Bertelsmann

Further Developing the Tradition of a Corporate Culture Based on Partnership


The media group from Gütersloh in North Rhine-Westphalia with more than 76,000 employees worldwide can look back on a long tradition of "corporate culture based on partnership" and company health policy.

It was not the signing of the "Luxembourg Declaration" that prompted the comprehensive Bertelsmann understanding of company health.
Even back in the 50s and 60s a corporate culture grew up at Bertelsmann which was characterised by the qualifications, motivation, identification and responsibility of the employees. They even committed themselves in 1960 in a "company constitution" to a philosophy which also defined a common understanding of "partnership" as a basic value.

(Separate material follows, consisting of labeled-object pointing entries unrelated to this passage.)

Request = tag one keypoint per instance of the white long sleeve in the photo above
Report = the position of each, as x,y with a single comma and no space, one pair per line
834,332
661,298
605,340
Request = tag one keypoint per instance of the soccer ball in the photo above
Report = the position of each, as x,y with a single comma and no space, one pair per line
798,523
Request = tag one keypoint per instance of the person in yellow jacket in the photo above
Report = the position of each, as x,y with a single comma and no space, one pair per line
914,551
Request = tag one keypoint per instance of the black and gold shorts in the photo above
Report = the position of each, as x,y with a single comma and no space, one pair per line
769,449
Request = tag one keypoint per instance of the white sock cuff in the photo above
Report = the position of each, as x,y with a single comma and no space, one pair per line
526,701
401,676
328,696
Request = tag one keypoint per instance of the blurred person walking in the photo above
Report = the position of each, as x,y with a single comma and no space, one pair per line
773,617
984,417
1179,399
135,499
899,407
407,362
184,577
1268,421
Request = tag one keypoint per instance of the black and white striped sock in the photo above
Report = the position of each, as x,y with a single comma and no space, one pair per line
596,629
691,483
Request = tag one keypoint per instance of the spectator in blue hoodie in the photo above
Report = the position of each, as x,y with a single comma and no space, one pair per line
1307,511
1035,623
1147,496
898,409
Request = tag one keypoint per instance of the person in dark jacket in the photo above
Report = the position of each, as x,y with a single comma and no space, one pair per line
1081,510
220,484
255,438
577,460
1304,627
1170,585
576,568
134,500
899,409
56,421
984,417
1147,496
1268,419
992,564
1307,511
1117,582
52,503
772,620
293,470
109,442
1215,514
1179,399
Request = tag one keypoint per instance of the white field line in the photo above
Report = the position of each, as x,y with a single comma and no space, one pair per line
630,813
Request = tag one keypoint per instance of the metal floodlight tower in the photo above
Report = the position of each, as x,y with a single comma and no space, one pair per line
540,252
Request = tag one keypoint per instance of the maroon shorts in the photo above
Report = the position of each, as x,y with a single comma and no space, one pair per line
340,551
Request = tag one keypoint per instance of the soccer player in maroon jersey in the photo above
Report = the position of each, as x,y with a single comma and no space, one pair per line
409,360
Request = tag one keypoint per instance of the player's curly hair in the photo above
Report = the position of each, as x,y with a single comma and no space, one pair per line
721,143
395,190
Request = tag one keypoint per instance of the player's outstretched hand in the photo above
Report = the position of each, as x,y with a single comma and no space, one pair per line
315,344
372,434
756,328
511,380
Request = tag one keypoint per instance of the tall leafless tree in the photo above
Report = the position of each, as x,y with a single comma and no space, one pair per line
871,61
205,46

Even then the aim was to create a working atmosphere in which the individual identified with his/her work and the company, developed creativity in an environment free of fear and tolerant of mistakes, in which employees could develop as much as possible and achieve a feeling of success for themselves (and the company).

Bertelsmann is convinced that such an environment based on partnership also promotes health in an optimum way since this reduces mental strains, the consequences of which would otherwise have to be eliminated by subsequent "therapeutic treatment".

While in more than 40 years of proven co-operation with the Bertelsmann BKK the company has been offering its employees concrete assistance to achieve a more healthy lifestyle (e.g. various prevention and screening programmes), it has not lost sight of tools which ensure success and the appropriate organisation: In addition to a group steering circle on health, an organisational framework has developed involving a variety of information, talks and feedback instruments which guarantees that the leadership and partnership principles are also experienced in practice.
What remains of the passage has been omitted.